Entrenar la intuición

Cómo tomar sabias decisiones aún bajo presión

Por Kenny Luck

En su libro Blink, el autor Malcolm Gladwell señala valientemente que las grandes decisiones suceden por una habilidad que tenemos para filtrar rápidamente los factores más significativos de los irrelevantes. Él lo llama “cognición rápida” y “rebanar fino”. Podríamos llamarle sentido de agallas o un instinto de guía. Y también confirma la forma masculina de tomar decisiones, mi estilo de tomar decisiones: ¡rápido!

Sin embargo, no se detiene allí. Continúa explicando cómo nuestras experiencias y nuestros ambientes informan esta habilidad para bien o para mal. Existe un vacío, por ejemplo, entre los impulsos ciegos y la intuición entrenada. Esto significa que podemos usar esta habilidad responsable o irresponsablemente. Un estilo obra contra nosotros y el otro nos rescata. Si usted enfrenta una situación compleja o tiene que tomar una decisión bajo presión, el mensaje es: no tiene que ver todas las variables para tomar una buena decisión espontánea, solo tiene que ver las más importantes. Con los filtros correctos, usted puede concentrarse en lo que realmente importa, desarrollar un sentido del olfato y moverse bajo instinto con claridad y confianza.

Lo que me fascinó fue que el estudio demostró que podemos entrenarnos para tener “instintos tipo agallas” para lograr metas específicas y más nobles.

“Nuestras primeras impresiones se generan por nuestras experiencias y nuestro ambiente, lo que significa que podemos modificarlas, podemos alterar la manera en que “rebanamos fino” al cambiar las experiencias que comprenden esas impresiones.
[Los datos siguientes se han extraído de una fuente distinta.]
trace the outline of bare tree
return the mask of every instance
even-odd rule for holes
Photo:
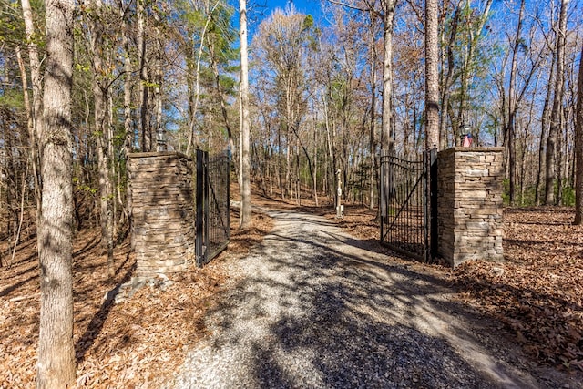
[[[73,87],[72,0],[46,2],[46,68],[40,261],[38,388],[75,384],[73,343],[71,89]]]
[[[425,0],[425,147],[439,147],[438,0]]]
[[[547,141],[547,179],[545,187],[545,204],[555,204],[555,182],[557,138],[561,128],[561,109],[563,101],[563,89],[565,84],[565,36],[567,35],[567,7],[568,0],[561,0],[561,11],[558,19],[558,31],[557,33],[557,71],[555,72],[555,95],[553,97],[553,108],[550,113],[550,128]]]
[[[251,222],[251,160],[249,155],[249,62],[247,56],[247,1],[239,0],[239,24],[240,36],[240,137],[241,137],[241,188],[240,228]]]
[[[577,83],[577,119],[575,121],[575,224],[583,224],[583,45]]]

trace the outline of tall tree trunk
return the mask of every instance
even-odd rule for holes
[[[36,217],[40,218],[42,201],[42,179],[40,178],[40,156],[38,153],[39,139],[43,132],[43,85],[38,56],[38,46],[36,42],[36,31],[33,22],[33,12],[29,0],[21,0],[25,32],[28,46],[28,62],[30,64],[30,78],[33,89],[33,104],[31,106],[32,126],[29,126],[30,150],[33,159],[33,174],[35,175],[35,195],[36,200]],[[28,92],[26,92],[28,93]],[[37,226],[38,227],[38,226]],[[37,231],[38,233],[38,231]]]
[[[557,138],[561,128],[561,104],[565,83],[565,36],[567,25],[567,8],[568,0],[561,0],[561,11],[557,33],[557,71],[555,73],[555,96],[553,109],[550,113],[550,128],[547,141],[547,185],[545,188],[545,205],[555,204],[555,183],[557,180]]]
[[[371,25],[369,26],[371,32],[371,48],[370,58],[371,62],[371,133],[369,135],[369,152],[370,152],[370,163],[371,163],[371,177],[370,177],[370,194],[369,194],[369,210],[374,209],[374,187],[376,185],[374,177],[375,171],[375,153],[376,147],[374,143],[375,132],[376,132],[376,45],[374,36],[374,26],[373,13],[370,12]]]
[[[581,46],[583,58],[583,45]],[[577,113],[575,120],[575,224],[583,224],[583,60],[579,60],[577,83]]]
[[[251,160],[249,156],[249,63],[247,57],[247,1],[239,0],[239,24],[240,38],[240,107],[241,107],[241,177],[240,227],[248,228],[251,222]],[[289,146],[289,145],[288,145]]]
[[[543,173],[543,163],[545,162],[547,150],[547,138],[548,133],[548,122],[550,107],[550,97],[553,91],[553,80],[555,79],[555,61],[556,56],[551,56],[550,74],[548,75],[548,84],[547,87],[547,94],[543,104],[543,111],[540,118],[540,138],[538,142],[538,168],[537,169],[537,182],[535,184],[535,204],[540,204],[540,183],[545,180],[546,173]]]
[[[120,16],[121,16],[121,30],[122,30],[122,46],[124,47],[124,146],[123,146],[123,156],[128,161],[128,155],[132,152],[133,145],[134,145],[134,128],[132,127],[132,113],[131,113],[131,95],[132,95],[132,66],[131,66],[131,58],[130,58],[130,49],[129,49],[129,31],[128,29],[128,21],[126,20],[127,10],[129,5],[124,5],[124,2],[120,4]],[[128,165],[126,165],[126,169],[128,169]],[[128,171],[126,170],[126,174]],[[132,229],[132,197],[131,197],[131,181],[128,179],[128,190],[126,190],[126,212],[128,216],[128,223],[129,224],[129,229]],[[135,246],[135,242],[133,240],[133,233],[130,233],[132,237],[131,240],[131,248],[133,249]]]
[[[439,145],[438,0],[425,1],[425,148]]]
[[[89,29],[91,31],[91,50],[93,56],[93,98],[94,98],[94,120],[97,134],[97,170],[99,177],[99,210],[101,221],[101,243],[107,254],[107,271],[109,277],[115,275],[113,257],[113,184],[111,182],[112,163],[112,137],[111,128],[107,121],[107,80],[103,80],[104,74],[101,51],[103,46],[103,20],[101,0],[92,1],[93,9],[88,15]]]
[[[522,28],[522,16],[525,11],[525,0],[520,2],[520,11],[518,13],[518,24],[517,25],[517,34],[512,47],[512,64],[510,66],[510,81],[508,84],[508,122],[506,123],[506,136],[508,148],[508,197],[510,205],[514,205],[516,192],[516,152],[515,152],[515,132],[516,132],[516,114],[517,110],[517,101],[516,97],[516,77],[517,77],[517,56],[520,45],[520,34]]]
[[[71,89],[72,0],[46,0],[42,216],[38,235],[40,324],[38,388],[75,385],[73,343]]]
[[[383,137],[382,147],[387,151],[394,147],[392,130],[393,98],[393,22],[395,0],[383,0]]]
[[[148,67],[146,67],[146,10],[145,0],[137,0],[138,4],[138,63],[139,67],[139,108],[141,122],[141,148],[142,151],[150,151],[151,139],[149,138],[149,115],[148,115]]]

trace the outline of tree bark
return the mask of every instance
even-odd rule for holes
[[[517,110],[518,101],[516,97],[516,77],[517,77],[517,56],[518,55],[518,46],[520,44],[520,34],[522,29],[522,16],[525,11],[525,0],[520,2],[520,12],[518,13],[518,23],[517,25],[517,34],[515,36],[512,47],[512,64],[510,66],[510,81],[508,84],[508,121],[506,123],[506,137],[508,149],[508,197],[510,205],[514,205],[516,193],[516,152],[515,152],[515,119]]]
[[[40,324],[38,388],[75,385],[73,343],[71,89],[72,0],[46,0],[42,216],[38,236]]]
[[[550,128],[547,141],[547,179],[545,187],[545,205],[555,204],[555,183],[557,180],[557,138],[561,128],[561,104],[565,84],[565,36],[567,25],[567,8],[568,0],[561,0],[561,11],[557,33],[557,71],[555,73],[555,96],[550,113]]]
[[[107,80],[103,80],[104,74],[101,51],[103,46],[103,20],[101,17],[101,0],[91,0],[92,10],[89,12],[89,29],[91,30],[91,51],[93,61],[93,98],[94,120],[97,134],[97,169],[99,177],[99,209],[101,221],[101,243],[107,254],[107,271],[109,277],[115,275],[113,257],[113,184],[112,184],[112,158],[113,146],[111,128],[107,125]]]
[[[240,189],[240,228],[245,229],[251,222],[251,160],[249,155],[249,63],[247,56],[247,1],[239,0],[239,24],[240,38],[240,107],[241,107],[241,177]],[[289,145],[288,145],[289,147]]]
[[[583,45],[581,46],[583,58]],[[583,60],[579,60],[575,120],[575,224],[583,224]]]
[[[30,64],[30,78],[33,89],[33,104],[31,106],[32,124],[29,126],[30,149],[33,159],[33,174],[35,175],[35,195],[36,197],[37,218],[41,212],[42,179],[40,179],[40,156],[38,155],[39,138],[43,132],[43,85],[40,74],[40,59],[38,46],[35,41],[35,25],[33,13],[28,0],[21,0],[26,45],[28,46],[28,62]],[[25,92],[28,93],[28,92]]]
[[[393,22],[394,19],[395,0],[383,0],[383,143],[384,150],[394,147],[392,131],[393,98]]]

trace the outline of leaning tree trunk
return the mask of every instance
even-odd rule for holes
[[[110,128],[107,125],[107,94],[108,87],[104,87],[107,80],[102,80],[103,61],[100,56],[103,46],[102,21],[97,15],[101,15],[101,0],[94,0],[94,15],[89,15],[91,30],[91,49],[93,51],[93,97],[95,130],[97,133],[97,169],[99,175],[99,209],[101,221],[101,242],[107,254],[107,271],[109,277],[115,275],[113,257],[113,183],[111,166],[112,147]]]
[[[249,74],[247,61],[247,1],[239,1],[239,22],[240,33],[240,107],[241,107],[241,189],[240,227],[247,228],[251,222],[251,160],[249,156]]]
[[[583,58],[583,46],[581,47]],[[575,224],[583,224],[583,61],[579,61],[575,120]]]
[[[555,74],[555,97],[553,109],[550,114],[550,128],[547,141],[547,185],[545,188],[545,205],[555,204],[555,183],[557,181],[556,154],[557,138],[561,128],[561,104],[563,100],[563,87],[565,82],[565,36],[567,7],[568,0],[561,0],[561,13],[558,19],[557,33],[557,72]]]
[[[438,0],[425,1],[425,148],[439,148]]]
[[[383,0],[383,136],[382,148],[387,151],[394,147],[394,139],[392,131],[393,97],[393,22],[394,19],[395,0]]]
[[[46,2],[46,61],[41,139],[42,216],[38,388],[75,385],[73,343],[71,89],[72,0]]]

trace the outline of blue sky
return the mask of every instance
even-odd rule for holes
[[[251,11],[248,19],[250,38],[252,39],[255,28],[261,20],[271,15],[275,8],[285,8],[291,4],[299,13],[312,15],[315,21],[320,21],[322,15],[321,0],[247,0],[247,7]],[[238,5],[236,9],[239,9]],[[235,17],[238,18],[238,15]],[[239,20],[234,22],[238,28]]]
[[[311,14],[317,19],[322,13],[320,0],[255,0],[257,5],[267,6],[266,14],[270,15],[275,8],[285,8],[288,4],[293,4],[295,9],[302,14]]]

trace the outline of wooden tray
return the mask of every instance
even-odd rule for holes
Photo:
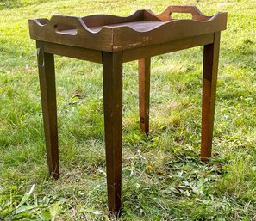
[[[173,19],[172,13],[188,13],[192,19]],[[203,15],[194,6],[169,6],[159,15],[138,10],[128,17],[94,15],[84,17],[54,15],[50,20],[29,20],[32,39],[116,52],[226,29],[227,13]]]

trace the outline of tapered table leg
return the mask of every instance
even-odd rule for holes
[[[54,58],[53,54],[44,52],[42,42],[37,41],[36,47],[47,163],[50,174],[57,179],[59,150]]]
[[[201,159],[203,161],[211,157],[219,49],[220,33],[215,33],[213,44],[203,48],[201,140]]]
[[[139,103],[140,130],[149,132],[150,58],[139,60]]]
[[[108,204],[111,213],[121,208],[122,52],[103,52],[104,129]]]

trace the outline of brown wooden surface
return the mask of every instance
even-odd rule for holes
[[[220,35],[215,33],[214,43],[203,49],[201,159],[204,161],[211,157]]]
[[[109,211],[121,208],[122,52],[103,52],[104,128]]]
[[[70,46],[56,43],[44,42],[44,50],[53,53],[77,59],[102,63],[102,52],[84,47]]]
[[[43,51],[42,42],[37,42],[36,47],[47,163],[50,174],[57,179],[59,173],[54,58]]]
[[[190,13],[193,19],[174,20],[174,12]],[[103,63],[108,205],[117,215],[121,209],[122,63],[139,59],[140,125],[148,133],[150,57],[204,45],[201,158],[207,160],[211,156],[220,31],[226,26],[226,13],[205,16],[195,7],[180,6],[168,7],[159,15],[140,10],[125,18],[97,15],[30,20],[30,36],[37,40],[47,163],[53,177],[59,177],[53,54]]]
[[[193,19],[173,20],[170,17],[173,10],[191,13]],[[96,15],[80,18],[54,15],[48,22],[46,19],[29,20],[29,33],[37,40],[117,52],[226,29],[227,13],[204,16],[197,10],[195,7],[172,6],[160,14],[165,15],[164,19],[145,10],[128,17]]]
[[[153,13],[152,11],[149,11]],[[207,21],[212,18],[213,16],[205,16],[203,15],[199,9],[195,6],[179,6],[179,5],[171,5],[164,12],[159,15],[155,15],[158,18],[162,21],[172,20],[172,13],[188,13],[192,15],[193,20],[197,21]]]
[[[166,43],[138,47],[123,51],[123,62],[140,59],[147,55],[153,57],[159,54],[172,52],[193,46],[198,46],[212,43],[214,34],[173,40]]]
[[[149,132],[149,97],[150,97],[150,58],[139,60],[139,103],[140,127]]]

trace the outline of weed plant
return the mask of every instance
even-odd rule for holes
[[[228,13],[213,157],[199,159],[203,47],[152,58],[148,137],[139,129],[137,63],[125,64],[120,220],[256,220],[256,8],[249,0],[2,0],[0,220],[115,220],[106,201],[102,66],[55,56],[61,175],[54,181],[28,20],[160,13],[169,4]]]

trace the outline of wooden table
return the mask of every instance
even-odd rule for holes
[[[192,19],[173,19],[188,13]],[[211,156],[220,33],[227,13],[205,16],[192,6],[169,6],[163,13],[139,10],[128,17],[95,15],[85,17],[55,15],[50,20],[29,20],[36,40],[38,69],[49,171],[59,177],[56,89],[53,55],[103,64],[108,204],[121,208],[122,63],[139,60],[140,125],[149,131],[150,58],[204,46],[201,158]]]

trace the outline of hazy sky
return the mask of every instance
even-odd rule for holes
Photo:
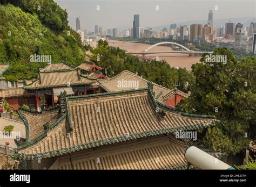
[[[69,25],[75,28],[80,17],[82,30],[132,27],[133,15],[140,16],[140,26],[154,27],[173,23],[207,20],[209,10],[214,19],[255,17],[255,0],[55,0],[66,9]],[[97,10],[97,6],[99,10]],[[218,10],[215,10],[215,6]],[[159,10],[156,10],[159,6]]]

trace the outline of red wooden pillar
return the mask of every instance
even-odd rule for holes
[[[62,101],[60,100],[60,96],[58,96],[58,100],[59,100],[59,104],[60,105],[60,104],[62,104]]]
[[[37,110],[37,109],[39,107],[39,97],[37,94],[36,94],[36,110]]]
[[[52,94],[51,95],[51,102],[52,105],[52,107],[54,107],[54,95]]]

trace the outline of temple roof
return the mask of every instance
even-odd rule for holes
[[[50,169],[163,169],[185,165],[187,146],[167,136],[81,150],[58,158]],[[98,159],[98,162],[97,162]]]
[[[40,141],[25,148],[18,147],[18,153],[28,159],[47,157],[214,125],[213,117],[189,115],[157,105],[150,90],[66,97],[67,118],[59,120]],[[70,131],[67,131],[67,127]],[[66,135],[68,132],[70,137]]]
[[[110,78],[108,81],[104,82],[100,85],[104,90],[109,92],[137,89],[137,88],[134,88],[129,87],[125,88],[125,87],[120,87],[120,84],[118,84],[118,83],[125,81],[138,81],[138,88],[147,88],[147,83],[149,82],[147,80],[143,78],[142,77],[136,75],[136,74],[128,70],[124,70],[113,78]],[[181,91],[177,90],[177,91],[175,92],[174,89],[170,90],[155,83],[153,84],[154,87],[153,88],[153,91],[155,92],[156,96],[159,94],[161,95],[160,97],[159,97],[158,100],[159,101],[163,100],[163,96],[164,97],[165,100],[173,97],[175,92],[177,94],[180,95],[185,98],[187,98],[188,97],[188,95],[187,94],[184,93]]]
[[[103,75],[100,71],[95,71],[91,73],[87,76],[89,79],[98,80],[100,78],[107,78],[108,77]]]
[[[22,96],[33,96],[35,93],[30,92],[23,88],[5,88],[0,89],[0,97],[10,98]]]
[[[32,112],[19,108],[18,113],[26,127],[26,142],[29,142],[45,133],[44,125],[49,126],[60,118],[59,107],[41,112]]]
[[[80,66],[77,67],[77,68],[87,71],[91,71],[93,68],[99,70],[102,69],[102,68],[97,66],[94,62],[88,61],[84,61]]]
[[[38,89],[93,83],[93,81],[80,76],[77,69],[40,72],[39,79],[24,87],[26,89]]]
[[[2,76],[9,68],[9,64],[0,65],[0,76]]]
[[[44,68],[40,68],[40,72],[52,71],[62,70],[73,70],[75,68],[71,67],[64,63],[52,63]]]

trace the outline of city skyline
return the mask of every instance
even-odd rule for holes
[[[255,3],[251,0],[237,1],[236,3],[231,3],[228,0],[201,2],[200,4],[196,3],[196,6],[193,5],[194,1],[181,1],[182,3],[177,1],[150,1],[147,3],[144,1],[138,1],[134,7],[132,6],[135,4],[134,1],[122,1],[122,2],[109,1],[107,3],[105,1],[91,2],[90,0],[75,0],[72,3],[66,0],[56,0],[55,2],[62,8],[66,9],[69,25],[71,27],[76,28],[75,19],[80,17],[82,30],[92,31],[94,30],[95,25],[101,25],[104,29],[131,28],[134,15],[140,15],[140,26],[142,27],[154,27],[172,23],[207,20],[210,10],[213,10],[214,20],[255,17]],[[88,2],[90,5],[87,6]],[[119,4],[122,6],[119,6]],[[237,7],[239,7],[239,11]],[[170,11],[174,8],[175,11]],[[180,13],[177,14],[178,12]]]

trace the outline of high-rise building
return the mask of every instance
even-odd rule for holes
[[[244,29],[240,28],[238,32],[235,33],[235,42],[234,49],[237,50],[241,50],[242,46],[244,44],[246,44],[247,41],[247,34],[245,32]]]
[[[107,34],[112,36],[112,29],[107,30]]]
[[[163,32],[168,32],[168,30],[167,30],[166,27],[164,27],[163,28]]]
[[[256,33],[254,33],[252,36],[250,37],[246,52],[256,54]]]
[[[201,37],[203,35],[203,25],[198,24],[197,26],[197,36]]]
[[[198,24],[190,25],[190,41],[194,42],[198,35]]]
[[[99,27],[99,35],[103,35],[103,30],[102,30],[102,27],[101,26],[100,26]]]
[[[256,23],[252,22],[249,27],[249,37],[252,37],[255,31],[256,31]]]
[[[174,35],[174,30],[173,28],[170,28],[170,35]]]
[[[157,38],[163,38],[167,37],[167,32],[158,31],[158,32],[157,34],[158,34]]]
[[[99,32],[99,26],[98,25],[95,25],[95,34],[97,34]]]
[[[235,32],[239,32],[239,30],[242,28],[242,24],[241,24],[241,23],[238,23],[235,25]]]
[[[144,38],[151,38],[152,37],[152,28],[145,29],[144,30]]]
[[[213,12],[212,10],[209,11],[209,13],[208,13],[208,24],[210,26],[213,25]]]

Tomar en serio la cognición rápida, reconociendo el poder increíble, para bien o para mal, que las primeras impresiones tienen en nuestras vidas, requiere que demos pasos activos para tratar y controlar esas impresiones”.

Las experiencias y la exposición cambiadas llevan a impresiones cambiadas y a mejores reacciones bajo presión cuando se toman decisiones. La increíble habilidad del cerebro para analizar rápidamente y entregar el resultado necesario para tomar buenas decisiones asume que existen algunas disciplinas morales (o en nuestro caso, disciplinas espirituales) y acciones tomadas previamente que alimentan nuestra intuición en el momento. Estas “rebanadas finas” nos ayudan a encargarnos en los primeros dos segundos de cualquier situación dada. La gran pregunta para todo es: ¿cuál es la esencia de nuestras experiencias y ambientes que nos guía en estos momentos críticos? ¿Qué está filtrando nuestras acciones y respuestas? ¿Podemos confiar en que esto nos ayude como hombres de Dios?

Expuesto en el momento

Jesús fue un hombre que demostró que podía pensar sensatamente. Los evangelios revelan a un hombre que podía escudriñar una situación, una persona o una multitud, descartar todo lo que era irrelevante y concentrarse en el asunto central o en la acción necesaria. Sus respuestas a las cosas no eran exhaustivas, y sus métodos eran poco ortodoxos en ocasiones, pero siempre eran congruentes con sus metas y misiones como Hijo de Dios. Sobre todo, nunca entró en pánico de cara a la presión ni dudó en el momento. Él era gracia y verdad. Era seda, y cuando se necesitaba, acero. Maravíllese con las siguientes situaciones, declaraciones y acciones de Jesús. ¡Hablando de cognición rápida!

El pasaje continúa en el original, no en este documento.